Amazon recently launched another new service, this time for the book reading public, called Kindle Unlimited. As the name suggests, subscribers have unlimited access to eBooks and audiobooks for a monthly subscription. A monthly fee of under $9.99 gives you unlimited access to over 700,000 titles and thousands of audiobooks on any device. The service, nicknamed “Netflix for books” by some, follows the Amazon practice of competing directly with its own customers, in this case, book publishers, and authors.
Competing with its own customers is a curious strategy for any company. It is as if a bank examined its customer records and then decided to establish subsidiary businesses to compete directly with the more successful customers. This analogy is only partially accurate. Few bank customers would be in banking or similar industries, whereas Amazon has been in the online content delivery and related services business for many years. So Amazon is not diversifying into entirely new markets when it establishes subsidiaries that compete with the likes of Netflix and Dropbox.
Nevertheless, the company’s strategy risks scaring off potential new customers and driving existing ones into the arms of competitive cloud services like Microsoft and Google. That could easily happen since any company using external servers has no choice but to reveal critical business information like its aggregate customer numbers and at least some of its operational methods to the host company. Amazon may give cast-iron guarantees of confidentiality and arm’s length procedures, but it seems reasonable to assume that any business that discovers Amazon has suddenly become a direct competitor would feel vulnerable and prefer not to use that competitor’s servers, if they had a choice.

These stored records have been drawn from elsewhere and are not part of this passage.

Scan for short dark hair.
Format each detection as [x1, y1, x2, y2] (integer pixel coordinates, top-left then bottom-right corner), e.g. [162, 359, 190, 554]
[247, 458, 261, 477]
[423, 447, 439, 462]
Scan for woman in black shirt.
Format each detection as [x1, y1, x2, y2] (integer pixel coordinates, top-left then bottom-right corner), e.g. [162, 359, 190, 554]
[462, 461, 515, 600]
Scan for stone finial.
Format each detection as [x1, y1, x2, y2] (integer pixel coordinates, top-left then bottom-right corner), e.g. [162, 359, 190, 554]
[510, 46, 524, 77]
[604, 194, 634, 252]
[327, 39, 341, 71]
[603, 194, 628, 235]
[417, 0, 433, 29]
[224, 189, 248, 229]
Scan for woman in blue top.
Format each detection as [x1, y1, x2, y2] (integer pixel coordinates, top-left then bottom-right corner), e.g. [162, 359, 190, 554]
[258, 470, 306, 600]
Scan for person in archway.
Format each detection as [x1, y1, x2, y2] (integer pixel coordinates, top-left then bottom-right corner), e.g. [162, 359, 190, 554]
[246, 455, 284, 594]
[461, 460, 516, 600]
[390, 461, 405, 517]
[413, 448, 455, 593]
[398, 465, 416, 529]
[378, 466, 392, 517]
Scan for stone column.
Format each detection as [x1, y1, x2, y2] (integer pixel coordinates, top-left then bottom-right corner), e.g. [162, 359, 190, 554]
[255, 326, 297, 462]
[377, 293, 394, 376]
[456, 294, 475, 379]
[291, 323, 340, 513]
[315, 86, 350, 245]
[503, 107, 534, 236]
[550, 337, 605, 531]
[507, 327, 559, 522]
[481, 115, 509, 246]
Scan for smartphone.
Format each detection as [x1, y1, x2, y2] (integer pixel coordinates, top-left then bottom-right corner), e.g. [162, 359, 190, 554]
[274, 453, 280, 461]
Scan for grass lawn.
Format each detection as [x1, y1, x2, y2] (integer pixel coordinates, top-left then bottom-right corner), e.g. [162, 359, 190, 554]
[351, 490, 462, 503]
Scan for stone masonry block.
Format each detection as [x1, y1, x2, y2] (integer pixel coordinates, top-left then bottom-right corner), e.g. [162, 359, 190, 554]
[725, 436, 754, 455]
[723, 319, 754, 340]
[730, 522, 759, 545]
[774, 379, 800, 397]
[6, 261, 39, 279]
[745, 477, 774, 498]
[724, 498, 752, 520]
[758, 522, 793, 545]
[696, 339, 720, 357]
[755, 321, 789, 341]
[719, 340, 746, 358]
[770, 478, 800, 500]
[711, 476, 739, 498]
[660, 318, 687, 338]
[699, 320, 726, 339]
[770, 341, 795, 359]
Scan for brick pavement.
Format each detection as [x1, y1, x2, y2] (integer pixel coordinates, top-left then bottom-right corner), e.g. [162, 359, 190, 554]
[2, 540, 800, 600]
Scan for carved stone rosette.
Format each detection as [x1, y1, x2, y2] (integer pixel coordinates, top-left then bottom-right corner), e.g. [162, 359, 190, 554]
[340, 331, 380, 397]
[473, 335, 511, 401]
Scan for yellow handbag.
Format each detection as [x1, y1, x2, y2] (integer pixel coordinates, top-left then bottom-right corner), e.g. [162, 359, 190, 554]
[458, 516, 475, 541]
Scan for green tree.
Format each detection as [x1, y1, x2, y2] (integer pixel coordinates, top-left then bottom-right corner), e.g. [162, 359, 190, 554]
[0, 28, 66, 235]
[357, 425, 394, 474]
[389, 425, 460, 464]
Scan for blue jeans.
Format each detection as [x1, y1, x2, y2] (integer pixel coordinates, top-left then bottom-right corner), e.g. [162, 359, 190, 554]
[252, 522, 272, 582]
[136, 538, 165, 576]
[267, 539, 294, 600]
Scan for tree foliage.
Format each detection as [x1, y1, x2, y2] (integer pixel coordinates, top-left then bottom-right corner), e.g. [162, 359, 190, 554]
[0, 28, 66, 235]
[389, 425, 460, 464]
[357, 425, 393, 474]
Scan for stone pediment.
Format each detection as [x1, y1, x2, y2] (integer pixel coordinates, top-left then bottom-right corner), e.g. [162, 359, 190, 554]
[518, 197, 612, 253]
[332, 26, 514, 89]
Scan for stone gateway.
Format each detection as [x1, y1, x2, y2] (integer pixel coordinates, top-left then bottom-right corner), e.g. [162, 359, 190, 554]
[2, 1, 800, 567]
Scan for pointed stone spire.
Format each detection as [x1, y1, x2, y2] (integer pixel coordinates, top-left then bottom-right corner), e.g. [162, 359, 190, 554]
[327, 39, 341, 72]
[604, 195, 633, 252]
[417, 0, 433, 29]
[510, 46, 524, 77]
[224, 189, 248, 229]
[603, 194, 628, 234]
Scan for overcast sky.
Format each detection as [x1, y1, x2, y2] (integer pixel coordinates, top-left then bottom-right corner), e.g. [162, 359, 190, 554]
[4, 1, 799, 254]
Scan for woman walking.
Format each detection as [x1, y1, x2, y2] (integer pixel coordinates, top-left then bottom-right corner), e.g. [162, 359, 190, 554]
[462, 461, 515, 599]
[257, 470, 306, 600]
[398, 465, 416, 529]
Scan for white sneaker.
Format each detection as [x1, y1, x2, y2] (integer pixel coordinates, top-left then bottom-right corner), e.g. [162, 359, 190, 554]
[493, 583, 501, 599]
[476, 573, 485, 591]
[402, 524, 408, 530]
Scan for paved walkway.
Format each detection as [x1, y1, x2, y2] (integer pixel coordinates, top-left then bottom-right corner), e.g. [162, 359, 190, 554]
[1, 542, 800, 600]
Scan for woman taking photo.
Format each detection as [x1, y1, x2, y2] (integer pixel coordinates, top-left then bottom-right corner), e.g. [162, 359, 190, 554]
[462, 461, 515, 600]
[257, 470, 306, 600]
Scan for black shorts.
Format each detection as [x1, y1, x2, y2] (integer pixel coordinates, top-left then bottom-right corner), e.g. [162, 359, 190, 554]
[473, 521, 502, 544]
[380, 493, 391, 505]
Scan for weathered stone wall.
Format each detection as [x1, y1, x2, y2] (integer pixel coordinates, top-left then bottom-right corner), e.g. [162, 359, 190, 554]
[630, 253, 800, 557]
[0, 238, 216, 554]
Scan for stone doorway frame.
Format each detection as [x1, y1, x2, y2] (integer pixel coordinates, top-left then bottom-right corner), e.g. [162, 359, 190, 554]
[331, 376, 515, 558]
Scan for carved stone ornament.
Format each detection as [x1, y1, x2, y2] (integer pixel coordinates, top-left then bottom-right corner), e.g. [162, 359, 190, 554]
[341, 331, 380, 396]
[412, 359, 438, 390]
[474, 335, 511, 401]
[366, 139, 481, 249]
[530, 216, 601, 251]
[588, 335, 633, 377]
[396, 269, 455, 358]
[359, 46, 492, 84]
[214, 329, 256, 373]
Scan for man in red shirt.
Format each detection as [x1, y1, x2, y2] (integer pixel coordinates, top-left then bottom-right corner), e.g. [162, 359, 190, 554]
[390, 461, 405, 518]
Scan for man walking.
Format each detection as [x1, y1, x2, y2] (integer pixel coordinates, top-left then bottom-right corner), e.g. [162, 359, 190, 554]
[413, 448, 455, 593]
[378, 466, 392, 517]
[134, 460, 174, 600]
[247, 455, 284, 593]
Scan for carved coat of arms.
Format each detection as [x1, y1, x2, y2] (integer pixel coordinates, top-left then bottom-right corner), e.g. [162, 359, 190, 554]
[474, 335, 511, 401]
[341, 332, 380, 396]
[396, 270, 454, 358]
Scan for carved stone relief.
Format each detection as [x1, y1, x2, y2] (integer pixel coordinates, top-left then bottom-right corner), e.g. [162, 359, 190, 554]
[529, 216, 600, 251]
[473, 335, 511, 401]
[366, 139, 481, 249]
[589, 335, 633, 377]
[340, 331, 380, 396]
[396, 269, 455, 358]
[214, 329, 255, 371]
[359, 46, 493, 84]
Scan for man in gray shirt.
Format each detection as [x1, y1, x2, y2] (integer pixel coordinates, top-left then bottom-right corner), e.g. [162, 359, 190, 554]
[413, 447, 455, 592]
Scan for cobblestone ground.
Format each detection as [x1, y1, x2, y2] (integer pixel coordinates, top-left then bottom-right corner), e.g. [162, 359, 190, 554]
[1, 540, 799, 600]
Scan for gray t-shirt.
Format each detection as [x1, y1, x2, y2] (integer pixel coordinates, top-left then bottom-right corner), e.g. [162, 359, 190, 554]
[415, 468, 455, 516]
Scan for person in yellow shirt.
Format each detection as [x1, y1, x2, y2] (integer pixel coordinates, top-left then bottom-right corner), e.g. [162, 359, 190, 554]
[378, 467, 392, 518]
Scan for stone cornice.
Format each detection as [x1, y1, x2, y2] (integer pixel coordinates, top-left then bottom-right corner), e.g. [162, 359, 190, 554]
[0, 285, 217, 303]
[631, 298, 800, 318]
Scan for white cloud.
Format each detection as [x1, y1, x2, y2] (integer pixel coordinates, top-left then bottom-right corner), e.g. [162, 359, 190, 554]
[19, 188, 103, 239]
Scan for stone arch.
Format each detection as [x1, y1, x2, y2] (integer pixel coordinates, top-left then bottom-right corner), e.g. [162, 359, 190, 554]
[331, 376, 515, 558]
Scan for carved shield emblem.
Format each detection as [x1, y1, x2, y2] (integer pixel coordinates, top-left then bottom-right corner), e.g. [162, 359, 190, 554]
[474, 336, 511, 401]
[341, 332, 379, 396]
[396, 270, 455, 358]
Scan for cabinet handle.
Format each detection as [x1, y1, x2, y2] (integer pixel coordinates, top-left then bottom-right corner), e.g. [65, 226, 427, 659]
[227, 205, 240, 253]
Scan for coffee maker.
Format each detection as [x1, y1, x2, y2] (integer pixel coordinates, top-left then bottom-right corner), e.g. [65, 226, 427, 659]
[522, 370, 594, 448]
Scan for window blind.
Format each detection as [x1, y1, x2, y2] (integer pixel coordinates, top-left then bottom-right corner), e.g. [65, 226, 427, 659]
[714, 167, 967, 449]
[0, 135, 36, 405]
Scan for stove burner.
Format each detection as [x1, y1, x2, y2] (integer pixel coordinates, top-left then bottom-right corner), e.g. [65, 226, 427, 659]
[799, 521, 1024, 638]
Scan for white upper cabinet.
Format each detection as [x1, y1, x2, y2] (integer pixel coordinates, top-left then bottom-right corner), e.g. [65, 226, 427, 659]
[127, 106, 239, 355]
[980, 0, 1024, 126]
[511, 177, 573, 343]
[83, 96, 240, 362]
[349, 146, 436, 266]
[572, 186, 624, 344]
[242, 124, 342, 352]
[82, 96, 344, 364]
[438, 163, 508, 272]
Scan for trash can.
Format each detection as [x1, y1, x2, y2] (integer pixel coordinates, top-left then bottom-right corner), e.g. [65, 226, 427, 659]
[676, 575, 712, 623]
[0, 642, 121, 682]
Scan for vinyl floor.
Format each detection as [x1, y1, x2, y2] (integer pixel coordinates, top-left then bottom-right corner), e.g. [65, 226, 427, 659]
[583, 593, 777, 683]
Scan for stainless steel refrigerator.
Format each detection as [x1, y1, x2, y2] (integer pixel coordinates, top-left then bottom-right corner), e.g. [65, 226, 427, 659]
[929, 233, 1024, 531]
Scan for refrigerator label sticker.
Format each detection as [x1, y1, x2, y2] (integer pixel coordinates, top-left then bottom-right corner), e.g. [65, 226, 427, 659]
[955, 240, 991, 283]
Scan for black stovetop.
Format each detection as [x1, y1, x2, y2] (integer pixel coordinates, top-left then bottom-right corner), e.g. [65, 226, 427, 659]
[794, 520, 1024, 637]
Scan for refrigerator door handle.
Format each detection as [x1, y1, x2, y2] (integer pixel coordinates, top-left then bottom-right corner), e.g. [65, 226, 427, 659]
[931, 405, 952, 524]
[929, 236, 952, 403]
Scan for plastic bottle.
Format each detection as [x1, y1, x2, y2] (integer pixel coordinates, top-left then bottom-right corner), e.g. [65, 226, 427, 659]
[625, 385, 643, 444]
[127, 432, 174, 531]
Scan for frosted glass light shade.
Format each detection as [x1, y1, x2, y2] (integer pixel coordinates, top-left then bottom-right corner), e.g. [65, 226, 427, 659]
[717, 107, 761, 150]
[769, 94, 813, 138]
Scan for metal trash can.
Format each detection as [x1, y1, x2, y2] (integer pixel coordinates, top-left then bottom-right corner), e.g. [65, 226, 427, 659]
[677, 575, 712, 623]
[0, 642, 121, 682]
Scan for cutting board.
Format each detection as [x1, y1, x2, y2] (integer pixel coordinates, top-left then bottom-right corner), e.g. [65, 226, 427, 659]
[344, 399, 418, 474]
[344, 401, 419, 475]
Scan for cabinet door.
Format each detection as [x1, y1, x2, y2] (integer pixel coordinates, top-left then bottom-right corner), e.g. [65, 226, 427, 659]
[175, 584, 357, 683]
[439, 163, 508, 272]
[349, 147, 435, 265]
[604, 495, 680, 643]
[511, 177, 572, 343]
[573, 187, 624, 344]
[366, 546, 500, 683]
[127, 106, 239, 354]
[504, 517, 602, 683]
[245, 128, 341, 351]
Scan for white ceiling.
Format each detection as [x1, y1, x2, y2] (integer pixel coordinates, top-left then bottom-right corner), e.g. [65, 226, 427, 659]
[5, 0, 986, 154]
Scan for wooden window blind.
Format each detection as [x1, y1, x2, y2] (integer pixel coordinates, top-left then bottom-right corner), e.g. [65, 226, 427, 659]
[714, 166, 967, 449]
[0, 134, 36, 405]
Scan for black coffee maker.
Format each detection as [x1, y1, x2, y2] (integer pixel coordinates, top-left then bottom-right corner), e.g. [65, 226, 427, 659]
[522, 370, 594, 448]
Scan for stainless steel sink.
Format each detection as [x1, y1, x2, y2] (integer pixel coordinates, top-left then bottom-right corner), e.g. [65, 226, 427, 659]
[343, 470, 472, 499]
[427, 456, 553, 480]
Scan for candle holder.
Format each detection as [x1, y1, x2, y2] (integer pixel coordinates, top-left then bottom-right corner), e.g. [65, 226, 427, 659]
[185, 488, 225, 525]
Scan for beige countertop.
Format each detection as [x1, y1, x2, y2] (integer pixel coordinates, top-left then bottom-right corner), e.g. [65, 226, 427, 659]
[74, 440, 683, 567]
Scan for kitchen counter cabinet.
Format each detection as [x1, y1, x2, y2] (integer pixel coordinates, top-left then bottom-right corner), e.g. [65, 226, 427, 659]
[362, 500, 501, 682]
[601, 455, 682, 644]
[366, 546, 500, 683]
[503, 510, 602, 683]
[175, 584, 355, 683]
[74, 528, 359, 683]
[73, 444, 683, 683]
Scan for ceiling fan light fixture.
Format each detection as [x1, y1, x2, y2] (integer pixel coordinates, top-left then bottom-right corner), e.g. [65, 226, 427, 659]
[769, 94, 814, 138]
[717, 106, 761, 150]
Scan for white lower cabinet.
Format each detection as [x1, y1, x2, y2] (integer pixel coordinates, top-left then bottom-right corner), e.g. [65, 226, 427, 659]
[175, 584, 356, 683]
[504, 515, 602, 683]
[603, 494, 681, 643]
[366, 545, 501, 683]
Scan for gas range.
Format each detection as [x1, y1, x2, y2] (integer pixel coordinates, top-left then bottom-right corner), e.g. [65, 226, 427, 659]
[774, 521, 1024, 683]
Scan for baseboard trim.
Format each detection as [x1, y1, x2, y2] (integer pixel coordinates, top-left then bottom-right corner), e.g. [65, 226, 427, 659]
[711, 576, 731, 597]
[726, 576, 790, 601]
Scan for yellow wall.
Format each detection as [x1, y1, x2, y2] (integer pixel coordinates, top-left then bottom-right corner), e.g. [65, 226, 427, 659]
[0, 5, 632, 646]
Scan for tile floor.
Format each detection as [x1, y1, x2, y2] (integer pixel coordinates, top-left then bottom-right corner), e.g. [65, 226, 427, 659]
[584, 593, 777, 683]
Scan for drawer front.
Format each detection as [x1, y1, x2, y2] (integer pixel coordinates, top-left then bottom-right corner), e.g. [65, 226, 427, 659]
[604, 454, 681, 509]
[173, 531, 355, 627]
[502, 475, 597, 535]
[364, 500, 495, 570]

Cloud storage and related services are changing not just companies’ business models and modus operandi, they are also changing the way individuals consume digital content. Soon, consumers will own very little, if any, of the digital content they consume. Indeed they won’t ever really possess it. That is already happening with eBooks and music.
In future, the norm for all digital content will be for users to stream it from the cloud and pay a usage fee just like they currently do for electricity and water, and once they use it, it’s gone. Digital content is quickly becoming just another utility controlled by a very small number of very large companies.